Mbali Khubekha on leaving Woolworths to pursue her dream
Okay, so I was working at Woolworths, in 2014-15. I was working at Woolworths as a domestic worker. I was the cleaner and the merchandiser also. My shift would start at 1:01a.m to 6:06 am. I locked up. I worked there for two years, but I was earning little money, It was something like R2,100 per month and then for transport I used something like 800 rands. From Soweto to Fourways every day.
And in the morning when I woke up, I got to Bree taxi rank. I saw this boat and I saw two guys who were selling these things I was dreaming about. And the prices were five rand for chips, three rand for a vienna and six rand for a Russian.
Mbali on how many people she employs and the big market that is chicken dust
I have 18 employees who used to be unemployed.And now i’ve got a lot of work because i have to wake up early in the morning and prepare for them. Some of them are washing pots because we are working in the streets and they are big pots. I make the salads and after I go and fetch them for work because all of them don’t have transport. So with this little bakkie we have I go and fetch all of them and then around 9 at night I drop them off. I’m very hands on because the customers want you. Because they know if I’m there, they’re going to get everything okay.
Chicken dust is a big market now – before not so much. I started to sell chicken, with the two chickens, two full chickens, by that time it was R29 for one full chicken. So I go and stock the two full chickens and marinate spices. Keep in mind I’m still selling chips and viennas. Maybe in a day that I was selling this chicken and vienna, maybe I make something like 650 a day. And I counted that money and I said, Wow. This is a lot. At least I can do something with this money because I am able to pay school fees for my kids and the transport because I was saving by then.

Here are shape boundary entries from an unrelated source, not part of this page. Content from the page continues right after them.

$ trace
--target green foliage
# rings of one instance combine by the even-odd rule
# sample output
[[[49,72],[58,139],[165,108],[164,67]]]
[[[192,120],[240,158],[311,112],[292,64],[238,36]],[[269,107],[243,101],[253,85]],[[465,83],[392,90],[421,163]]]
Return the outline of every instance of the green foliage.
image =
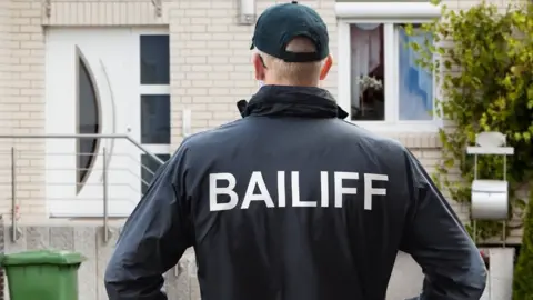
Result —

GG Alcock on the power of social media to transform business
We’re seeing a rapid move towards that, particularly fast food. You know where this is online in essence in inverted commas, Facebook, so you have your Facebook page where your offering is displayed with a link to WhatsApp. And then the WhatsApp goes through to Mbali and then Mbali delivers either to if she knows the school, or she delivers to a pin location if at someone’s house. And that’s growing really, really fast. You know, it’s kind of this hybrid form of e-commerce in most of the businesses as Mbali attests. A large portion, you know, sometimes up to a third of their business, is actually online orders versus off the street.
Mbali Khubekha on roughly how much she makes a week across all her stores
So at the end, I’m making something like R17,000 a day from Monday until Thursday, and on Friday, Saturday, Sunday, I make something like R25,000 a day.